M. le président. En conséquence, le sous-amendement n° 205 rectifié n'a plus d'objet.

Je mets aux voix le sous-amendement n° 204.

(Le sous-amendement est adopté.)

M. le président. La parole est à M. Jacques Mahéas, pour explication de vote sur l'amendement n° 203.

M. Jacques Mahéas. Permettez, mes chers collègues, qu'un élu de la Seine-Saint-Denis, où je vis depuis toujours, puisse s'exprimer.

M. Jean-Jacques Hyest. Un élu de la nation !

M. Jacques Mahéas. En effet, comme M. le ministre l'a dit lors de la dernière réunion de la commission, trois régions posent problème en France pour le regroupement familial. Il ne les a pas citées, mais la Seine-Saint-Denis est manifestement concernée, compte tenu d'un certain nombre de possibilités d'accueil des étrangers : bien que cet accueil ne soit pas glorieux, les étrangers ne sont pas rejetés !

Même si nous adoptons l'amendement n° 203, qui modifie bien évidemment considérablement le texte adopté par la droite à l'Assemblée nationale, et bien que vous vous en défendiez, mes chers collègues, ce texte sera manifestement vécu comme une tyrannie génétique (Protestations sur les travées de l'UMP) et une humiliation par ceux auxquels il sera appliqué. Il sera bien évidemment considéré comme une épreuve insurmontable par la plupart des familles qui demandent le regroupement familial.
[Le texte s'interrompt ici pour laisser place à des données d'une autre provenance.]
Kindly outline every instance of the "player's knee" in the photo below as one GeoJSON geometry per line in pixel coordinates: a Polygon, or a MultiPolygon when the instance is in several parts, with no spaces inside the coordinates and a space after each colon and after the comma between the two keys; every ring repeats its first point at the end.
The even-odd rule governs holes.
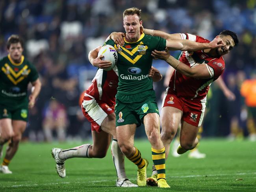
{"type": "Polygon", "coordinates": [[[193,148],[193,144],[187,142],[180,142],[180,146],[182,147],[186,150],[190,150],[193,148]]]}
{"type": "Polygon", "coordinates": [[[120,149],[122,152],[126,155],[129,155],[130,154],[132,151],[132,148],[133,146],[132,145],[130,145],[129,144],[125,143],[124,142],[118,142],[118,145],[119,145],[120,149]]]}
{"type": "Polygon", "coordinates": [[[156,128],[152,128],[149,130],[148,133],[148,138],[151,144],[157,142],[158,140],[160,139],[160,133],[158,129],[156,128]]]}
{"type": "Polygon", "coordinates": [[[161,132],[161,139],[162,140],[164,141],[170,141],[170,142],[173,140],[173,138],[175,136],[176,132],[173,129],[162,129],[161,132]]]}

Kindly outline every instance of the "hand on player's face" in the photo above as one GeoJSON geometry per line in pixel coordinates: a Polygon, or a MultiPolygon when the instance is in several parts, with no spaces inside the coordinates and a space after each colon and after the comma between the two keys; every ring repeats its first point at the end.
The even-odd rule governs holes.
{"type": "Polygon", "coordinates": [[[115,44],[119,44],[121,46],[124,44],[124,37],[125,34],[121,32],[114,32],[111,35],[111,39],[112,39],[115,44]]]}
{"type": "Polygon", "coordinates": [[[155,68],[154,68],[152,66],[149,69],[149,71],[148,71],[148,76],[149,77],[152,77],[154,76],[155,74],[155,68]]]}
{"type": "Polygon", "coordinates": [[[219,37],[219,36],[217,36],[209,44],[210,46],[210,48],[212,49],[223,46],[223,41],[219,37]]]}
{"type": "Polygon", "coordinates": [[[155,59],[160,59],[166,61],[170,56],[170,53],[168,48],[165,48],[165,51],[159,51],[154,50],[151,53],[151,56],[155,59]]]}
{"type": "Polygon", "coordinates": [[[111,66],[112,63],[110,61],[102,60],[103,57],[104,56],[101,55],[94,59],[93,62],[93,66],[101,69],[106,69],[111,66]]]}

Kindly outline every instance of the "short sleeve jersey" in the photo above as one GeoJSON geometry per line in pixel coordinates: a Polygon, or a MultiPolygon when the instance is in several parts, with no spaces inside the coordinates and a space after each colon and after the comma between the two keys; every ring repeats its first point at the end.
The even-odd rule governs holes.
{"type": "MultiPolygon", "coordinates": [[[[189,39],[198,42],[210,41],[201,37],[188,33],[180,34],[182,39],[189,39]]],[[[205,65],[211,77],[208,79],[187,77],[175,70],[169,83],[170,91],[175,91],[177,96],[189,100],[202,100],[206,98],[209,86],[222,74],[225,62],[222,56],[215,58],[202,50],[184,51],[179,60],[190,67],[197,65],[205,65]]]]}
{"type": "Polygon", "coordinates": [[[115,105],[115,95],[118,83],[117,68],[106,71],[98,69],[92,84],[85,91],[89,96],[105,102],[109,106],[115,105]]]}
{"type": "Polygon", "coordinates": [[[130,42],[125,41],[123,46],[115,44],[111,39],[105,44],[114,46],[118,53],[118,93],[137,94],[153,89],[153,81],[148,77],[153,59],[151,52],[154,50],[164,50],[165,39],[143,33],[137,42],[130,42]]]}
{"type": "Polygon", "coordinates": [[[0,60],[0,104],[9,109],[28,105],[28,85],[38,78],[35,66],[22,56],[16,63],[9,55],[0,60]]]}

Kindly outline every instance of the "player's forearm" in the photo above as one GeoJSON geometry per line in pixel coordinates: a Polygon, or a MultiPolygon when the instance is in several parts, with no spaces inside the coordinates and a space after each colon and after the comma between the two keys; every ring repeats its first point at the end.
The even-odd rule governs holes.
{"type": "Polygon", "coordinates": [[[188,77],[194,76],[195,72],[193,68],[176,59],[172,56],[170,55],[165,61],[182,74],[188,77]]]}
{"type": "Polygon", "coordinates": [[[196,51],[208,49],[210,45],[208,43],[200,43],[187,39],[179,40],[182,44],[181,51],[196,51]]]}
{"type": "Polygon", "coordinates": [[[33,87],[31,89],[31,95],[35,98],[36,98],[41,90],[42,84],[39,79],[32,83],[33,87]]]}
{"type": "Polygon", "coordinates": [[[155,73],[151,77],[154,82],[158,82],[161,80],[163,76],[160,72],[158,70],[155,71],[155,73]]]}

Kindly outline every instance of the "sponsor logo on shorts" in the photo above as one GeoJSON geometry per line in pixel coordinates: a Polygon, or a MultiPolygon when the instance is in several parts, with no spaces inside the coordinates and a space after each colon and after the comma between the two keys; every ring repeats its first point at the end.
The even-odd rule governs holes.
{"type": "Polygon", "coordinates": [[[142,105],[142,107],[141,107],[141,109],[142,109],[143,112],[144,112],[144,113],[147,113],[148,110],[148,104],[145,103],[142,105]]]}
{"type": "Polygon", "coordinates": [[[132,48],[132,46],[130,45],[126,45],[124,47],[125,47],[126,49],[130,49],[132,48]]]}
{"type": "Polygon", "coordinates": [[[119,119],[117,120],[117,122],[119,123],[122,123],[124,121],[124,120],[122,118],[122,113],[121,111],[119,112],[118,116],[119,116],[119,119]]]}
{"type": "Polygon", "coordinates": [[[197,114],[193,113],[190,113],[190,119],[191,121],[193,121],[195,122],[197,122],[197,114]]]}
{"type": "Polygon", "coordinates": [[[221,69],[221,70],[223,70],[223,69],[224,69],[224,67],[223,66],[223,65],[222,65],[222,63],[217,63],[215,62],[213,62],[213,63],[215,65],[217,65],[217,66],[220,67],[221,69]]]}
{"type": "Polygon", "coordinates": [[[7,113],[7,109],[4,109],[3,112],[4,112],[4,113],[3,113],[3,117],[7,117],[9,116],[9,115],[7,113]]]}
{"type": "Polygon", "coordinates": [[[108,105],[105,105],[105,106],[108,108],[108,111],[109,111],[112,110],[112,109],[109,107],[108,105]]]}
{"type": "Polygon", "coordinates": [[[139,74],[141,72],[141,70],[137,67],[132,67],[128,68],[128,71],[132,74],[139,74]]]}
{"type": "Polygon", "coordinates": [[[115,81],[110,81],[108,83],[108,86],[111,89],[116,89],[117,88],[118,83],[115,81]]]}
{"type": "Polygon", "coordinates": [[[168,104],[174,104],[174,102],[173,102],[173,100],[174,98],[173,98],[173,97],[171,97],[169,98],[170,100],[167,102],[167,103],[168,104]]]}
{"type": "Polygon", "coordinates": [[[21,109],[20,116],[21,116],[21,117],[22,118],[26,118],[28,117],[28,110],[24,109],[21,109]]]}

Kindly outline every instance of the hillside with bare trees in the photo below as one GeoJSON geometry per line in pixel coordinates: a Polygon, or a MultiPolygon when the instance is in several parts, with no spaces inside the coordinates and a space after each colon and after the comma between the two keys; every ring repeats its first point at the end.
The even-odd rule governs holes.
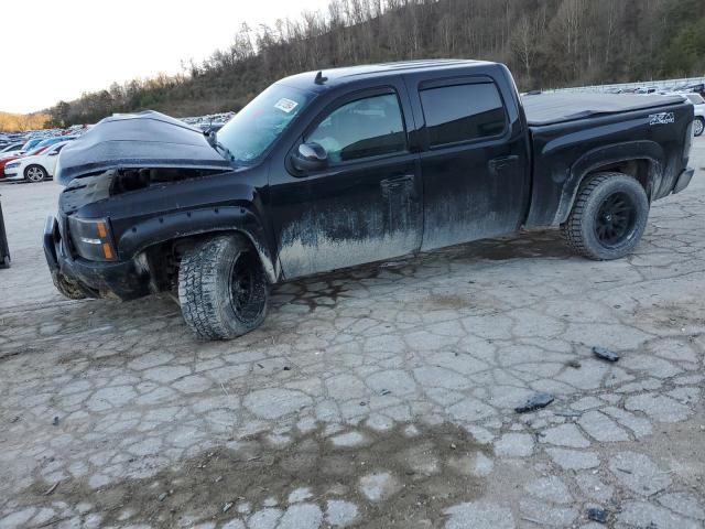
{"type": "Polygon", "coordinates": [[[52,122],[142,109],[238,110],[285,75],[426,57],[506,63],[521,89],[705,73],[702,0],[332,0],[273,26],[242,24],[232,44],[175,76],[61,101],[52,122]]]}

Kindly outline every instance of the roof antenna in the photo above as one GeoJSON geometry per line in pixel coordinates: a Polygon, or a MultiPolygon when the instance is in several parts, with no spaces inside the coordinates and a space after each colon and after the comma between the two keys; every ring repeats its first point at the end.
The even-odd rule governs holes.
{"type": "Polygon", "coordinates": [[[323,76],[323,72],[318,72],[316,74],[316,78],[314,79],[314,83],[316,85],[323,85],[326,80],[328,80],[328,78],[323,76]]]}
Permettez-moi de vous dire que ce qui peut apparaître comme une fraude au regroupement familial, dans mon département, me semble être extrêmement marginal. Vous nous l'avez dit, 8 700 cas en tout ont été recensés ! Ce n'est pas beaucoup ! Notre pays a-t-il besoin de tant d'heures de discussion pour essayer de sauver les apparences d'une majorité divisée ?

M. Roger Karoutchi, secrétaire d'État. Oh !
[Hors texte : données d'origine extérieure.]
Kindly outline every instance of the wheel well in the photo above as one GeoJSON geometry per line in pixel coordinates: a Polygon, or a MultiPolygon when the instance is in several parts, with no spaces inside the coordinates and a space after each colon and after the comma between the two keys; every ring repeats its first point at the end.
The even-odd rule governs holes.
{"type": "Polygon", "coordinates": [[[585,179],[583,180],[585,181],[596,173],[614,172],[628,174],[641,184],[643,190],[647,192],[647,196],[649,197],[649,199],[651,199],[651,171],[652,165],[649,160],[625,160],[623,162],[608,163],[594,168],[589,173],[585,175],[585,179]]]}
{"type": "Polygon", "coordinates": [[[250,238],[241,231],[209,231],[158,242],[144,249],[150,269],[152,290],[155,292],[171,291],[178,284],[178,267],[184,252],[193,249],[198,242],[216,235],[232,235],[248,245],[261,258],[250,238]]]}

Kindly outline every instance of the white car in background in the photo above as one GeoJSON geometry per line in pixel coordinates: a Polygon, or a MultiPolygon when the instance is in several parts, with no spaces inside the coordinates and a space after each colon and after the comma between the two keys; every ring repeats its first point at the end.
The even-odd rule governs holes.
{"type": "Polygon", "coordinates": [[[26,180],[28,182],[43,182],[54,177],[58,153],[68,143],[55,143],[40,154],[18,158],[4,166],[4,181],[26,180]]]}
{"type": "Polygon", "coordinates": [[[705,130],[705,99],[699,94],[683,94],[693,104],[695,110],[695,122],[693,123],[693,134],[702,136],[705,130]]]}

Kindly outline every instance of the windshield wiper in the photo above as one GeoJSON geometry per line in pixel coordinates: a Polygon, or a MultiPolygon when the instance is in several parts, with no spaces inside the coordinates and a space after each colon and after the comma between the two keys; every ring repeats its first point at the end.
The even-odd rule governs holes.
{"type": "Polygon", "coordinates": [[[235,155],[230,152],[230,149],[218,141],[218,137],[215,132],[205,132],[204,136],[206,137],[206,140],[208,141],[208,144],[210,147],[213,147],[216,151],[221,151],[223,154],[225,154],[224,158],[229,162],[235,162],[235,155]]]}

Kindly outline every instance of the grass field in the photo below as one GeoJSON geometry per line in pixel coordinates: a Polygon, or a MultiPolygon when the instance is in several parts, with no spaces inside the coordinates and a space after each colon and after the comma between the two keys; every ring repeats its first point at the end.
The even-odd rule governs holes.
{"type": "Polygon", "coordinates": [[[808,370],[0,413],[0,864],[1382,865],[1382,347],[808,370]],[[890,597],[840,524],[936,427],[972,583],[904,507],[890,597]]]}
M. Jacques Mahéas. Bien sûr que non !

De surcroît, vous nous affirmez qu'il faut être loyal et appliquer les mêmes dispositions aux Français qu'aux étrangers.

Étant maire depuis longtemps, j'ai eu de nombreuses occasions de célébrer des remariages de couples français et j'ai pu constater l'extrême facilité avec laquelle le nouveau conjoint adopte des enfants dont il n'est pas le père génétique.

Vous nous proposez maintenant le recours aux tests ADN uniquement pour la mère. Permettez-moi de souligner que, si cette disposition était retenue, nous serions confrontés à un vide juridique.

Par exemple, M. X, dont les enfants se trouvent en Afrique subsaharienne, souhaite effectuer un regroupement familial. Je prends le cas simple d'une famille monogame, en plus...

M. Jean-Jacques Hyest, président de la commission des lois. En plus !

M. Jacques Mahéas. Eh oui, je ne complique pas !

M. Jean-Jacques Hyest, président de la commission des lois. Dit-il !

M. Jacques Mahéas. Cette personne effectue les démarches nécessaires, mais la mère de ses enfants décède. Devenu veuf, que peut-il faire ? Quelle possibilité lui donnons-nous ? C'est un cas douloureux, vous le comprenez bien ! (Exclamations sur les travées de l'UMP.)

Mme Catherine Procaccia. Et le temps de parole ?

M. Jacques Mahéas. Ces enfants n'auront plus de famille du tout ! Vous ne pouvez pas évacuer ces questions d'un revers de main ! D'autant que de tels cas seront peut-être plus nombreux que les demandes de test ADN !

M. Jean-Pierre Raffarin. On verra bien !

M. Jacques Mahéas. On en a connus ! Vous allez donc laisser ces enfants sans famille !

M. Jean-Jacques Hyest, président de la commission des lois. Mais non ! Il y a l'adoption !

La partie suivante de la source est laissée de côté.